More chip cards. More EMV terminals.
A few weeks ago, Mastercard released its latest EMV data and revealed that 80 percent of its U.S. consumer credit cards are now enabled with chips, marking an 88-percent increase in chip card adoption since the Oct. 1, 2015 EMV liability shift.
Chiro Aikat, SVP of EMV Product delivery for Mastercard, called those stats “music to his ears” since, from his perch, it signifies a great deal of progress in a short amount of time.
Giving Credit Where It’s Due
A point that can easily be forgotten, Aikat pointed out, is that EMV is the biggest change in the way U.S. consumers have paid at merchants in the last 45 years.
Not only is the U.S. a large market, but also it’s very fragmented, with millions of merchant terminals and tens of thousands of banks – especially compared to other parts of the world where EMV has been introduced.
EMV usage and adoption, Aikat said, over the last nine months has reached what Aikat described as significant, especially considering some markets took as much as five to six years to hit the EMV “tipping point.”
And that, Aikat said, calls for a little perspective.
“There’s a lot of noise in the system. We as an industry sometimes need to take a step back and think about the growth rate we are seeing nine months into the liability shift for one of the most complex and largest markets to migrate, this is some great progress,” Aikat said. “We are on the right track.”
Mastercard’s data shows a 25 percent month-over-month growth rate for the number of chip transactions happening in the U.S., which Aikat explained is very indicative of what’s being seen in the market.
Not only are more people receiving and using chip cards, but more merchants are getting chip enabled terminals up and running. There are now 1.7 million chip-active merchant locations in Mastercard’s network, which makes up approximately 30 percent of the total merchant population in the U.S. Aikat said that there’s also been a 374-percent spike in chip terminal adoption among Mastercard network merchants since last October.
He also believes that it’s possible that 50 percent of all merchant locations will be EMV-enabled by the end of the year.
Is Increased Security Worth The Wait?
Aikat also emphasized that EMV is doing exactly what it was designed to do: reducing fraud at the point of sale.
At Mastercard’s top 5 EMV-enabled merchants, counterfeit card fraud is down over 60 percent since the liability shift, which Aikat said is another proof point that the technology is working.
But despite this, much of the attention when it comes to EMV is focused on the longer transaction times at the checkout.
It’s true – dipping takes longer than swiping.

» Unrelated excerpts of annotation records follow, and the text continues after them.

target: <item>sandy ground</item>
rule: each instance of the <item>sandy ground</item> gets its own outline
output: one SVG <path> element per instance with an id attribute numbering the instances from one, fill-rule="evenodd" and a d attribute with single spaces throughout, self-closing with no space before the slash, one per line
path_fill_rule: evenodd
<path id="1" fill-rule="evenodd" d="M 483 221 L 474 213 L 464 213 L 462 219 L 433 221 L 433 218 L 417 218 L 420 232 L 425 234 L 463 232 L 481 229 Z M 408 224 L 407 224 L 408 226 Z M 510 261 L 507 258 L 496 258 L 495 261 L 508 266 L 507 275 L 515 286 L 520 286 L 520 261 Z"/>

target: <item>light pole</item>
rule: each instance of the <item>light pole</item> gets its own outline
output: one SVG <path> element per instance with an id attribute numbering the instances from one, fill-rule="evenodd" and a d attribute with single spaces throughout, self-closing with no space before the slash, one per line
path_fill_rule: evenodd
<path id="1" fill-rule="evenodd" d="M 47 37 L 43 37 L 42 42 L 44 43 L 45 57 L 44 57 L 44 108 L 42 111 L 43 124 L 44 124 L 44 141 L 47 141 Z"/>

And now that much of the industry is over the hurdle of implementation, the focus has shifted to optimizing the technology to provide a better (and faster) experience for consumers.
In some cases, merchants are speeding up EMV transactions on their own while others are leveraging the new standards provided by the networks like Mastercard’s M/Chip Fast solution or Visa’s Quick Chip for EMV.

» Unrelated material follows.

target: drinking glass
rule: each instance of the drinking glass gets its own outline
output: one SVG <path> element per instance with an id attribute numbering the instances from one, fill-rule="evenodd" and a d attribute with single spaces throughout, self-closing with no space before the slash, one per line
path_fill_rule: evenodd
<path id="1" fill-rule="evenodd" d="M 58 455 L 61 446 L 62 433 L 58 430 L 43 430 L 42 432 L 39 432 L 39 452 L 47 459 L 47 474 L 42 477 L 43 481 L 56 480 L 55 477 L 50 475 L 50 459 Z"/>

“Our goal is not to say everybody needs to do M/Chip Fast,” Aikat explained, adding that instead the goal is to offer M/Chip Fast as one way of getting to an optimal consumer experience.
No matter which direction a merchant decides to take to get to faster EMV, he explained, the point is that the experience and the speed are getting better.
Aikat admitted that the adoption of M/Chip Fast by larger retailers is a bit slower, because many of them have already started working on their own optimization solutions. Merchants like Walgreens are actually doing a good job of speeding up EMV transactions for their customers, he added.
“Where you have merchants that are either in the process of implementation or may not have the infrastructure to truly optimize, that’s where you’ll see the adoption of M/Chip Fast and Quick Chip,” he explained.
“Versus some of the big retailers, who already started working on optimization — so they may never need it, and that’s perfectly fine with us.”
Tackling The Misconceptions
EMV hasn’t been faring so well in the media lately.
As Karen Webster pointed out in her recent column, there’s been a lot of piling on EMV and the resulting confusion its brought to the consumer experience at the point of sale in the U.S.
Though the reports of inconsistencies may be true – it’s bound to happen when one of the biggest card markets in the world transitions to a new card standard – all hope is certainly not lost.
But Aikat also says one huge misconception seems to prevail: that because EMV can create an awkward consumer experience, shifting all payments to mobile is what we need to do. Mobile-only payments might sound great to some, but plastic cards are ubiquitous and consumers like and use them.
“This whole notion that we should trump one medium over the other is not right, it’s a consumer choice and our goal is to make payments feasible in any medium that the consumer wants and make sure it’s secure,” Aikat emphasized. “EMV allows that to happen.”
After all, merchants still take cash, some 3,000 years after its introduction.